It’s time to celebrate sport

It’s time to celebrate sport

The Tokyo Olympic Games have kicked off, and what a start it’s been! We have been inspired by 13-year old skateboarders, cheered for the underdog in Women’s Road Cycling, celebrated with coaches of swimming gold medal winners, and left aghast with start-line blunders of a monumental scale.

Who wasn’t sitting on the couch screaming at the television as the Austrian Anna Kiesenhofer rode solo to the finish line, off the radar of the chase pack in the Women’s Road Cycling race? The maths teacher, an amateur cyclist proved to the world that self-belief can carry you to a gold medal without the big team support that is relied upon by so many.

The world loved the celebration dance by the coach of Aussie swimmer Ariarne Titmus after she beat American Katie Ledecky. Dean Boxall’s jubilation was all the funnier because of the female volunteer who was trying in vain to ask him to calm down and put back on his mask!

In its debut at the Olympics, skateboarding is gaining a new wave of followers. And it was Japan’s Nishiya Momiji, the pocket rocket, who stole hearts winning the street skateboarding.

While skateboarding is meant to have bumps and jumps, the start of an elite Triathlon event is meant to be smooth. It wasn’t to be for the Men’s event on Monday morning, with the start horn sounding while a media boat was in front of half the field. As the organisers learnt the hard way, the best plans can fall flat without the right execution.
The Men’s and Women’s Triathlon events have now been completed, and what a difference a day makes! The men sweltered in scorching conditions on Monday, while the women woke to rain and wind Tuesday morning thanks to nearby Typhoon Nepartak.

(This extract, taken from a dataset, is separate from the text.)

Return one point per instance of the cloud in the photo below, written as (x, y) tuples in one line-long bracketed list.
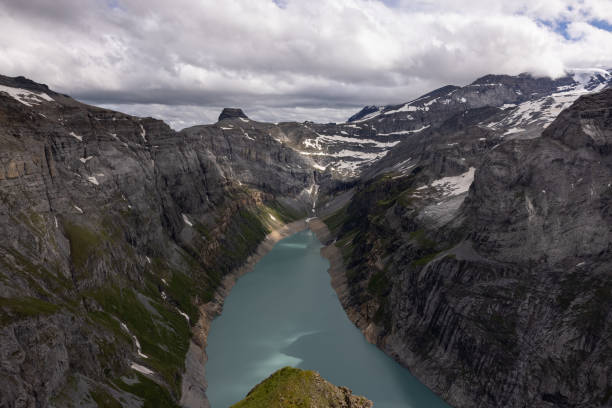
[(315, 59)]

Both races started in similar fashion, with a solid swim leg by the favourites sending a small pack of leading athletes onto the bike course. In the Men’s race this lead pack was eventually caught by the chase group, leaving a large group of athletes to enter T2 together. A foot race ensued over the 4-lap, ten kilometre course. Slowly the favourites dropped off the pace, with Frenchman Vincent Luis an early casualty. Then there were three; Kiwi Hayden Wilde, Norweigan Kristian Blummelfelt and Brit Alex Yee. It came down to the final lap, and Blummelfelt took off. His strength showed as he steadily increased his lead all the way to the blue carpet where he crossed the line and collapsed, exhausted but with a gold medal victory. Yee took second, and Wilde third.

The women’s race saw the lead pack stay away in the cycle, with six athletesheading to transition together. Team GB’s Georgia Taylor-Brown had a puncture in the last kilometre and dropped ever so slightly off the pace – one is left to wonder what could have been if she had entered transition with the leaders. Out of transition Bermuda’s Flora Duffy and the American veteran Katie Zaferes quickly took the lead. It was Duffy who attacked early, with Zaferes unable to respond. Duffy lengthened her lead over the four-laps and never looked challenged as she strode her way to victory. Taylor-Brown recovered the time-gap lost due to her puncture and ran her way to silver, with Zaferes taking bronze.

The final event on the Triathlon program is the Mixed Team Relay on Saturday. We look forward to seeing what spectacular action it will bring.

The Mixed Team Relay
An exciting addition to the Triathlon schedule for the Tokyo Olympics is the Triathlon Mixed Relay. The race format was created by the ITU (now World Triathlon) in 2009 with the aim of inclusion in the Olympic Games, expanding the presence of triathlon at the Games, adding a team element, and allowing for more triathletes to attend (which is a hot subject since the Olympic Committee is trying to put a limit on this since the Rio Olympics).

Thanks to the mix of genders, team element and super short race distance, this race format has proven to be a sporting spectacle with great suspense. A Triathlon Mixed Relay team consists of 2 male and 2 female athletes, starting in female-male-female-male order, with each athlete completing a mini triathlon of 300m Swim, 6.6km Bike and 1km Run (yes the race has 12 legs – 4x swim-bike-run!). The racing is explosive and dynamic with lots of position changes. The winning team must be truly all-round, with male and female athletes that excel in the three disciplines of swimming, cycling and running.

The top-favourite is the three-times World Champions – France, with Team GB and USA the main candidates to complete the podium. However, there are a host of countries, like Belgium, Norway and Germany that will feature at or near the front of the race at some point.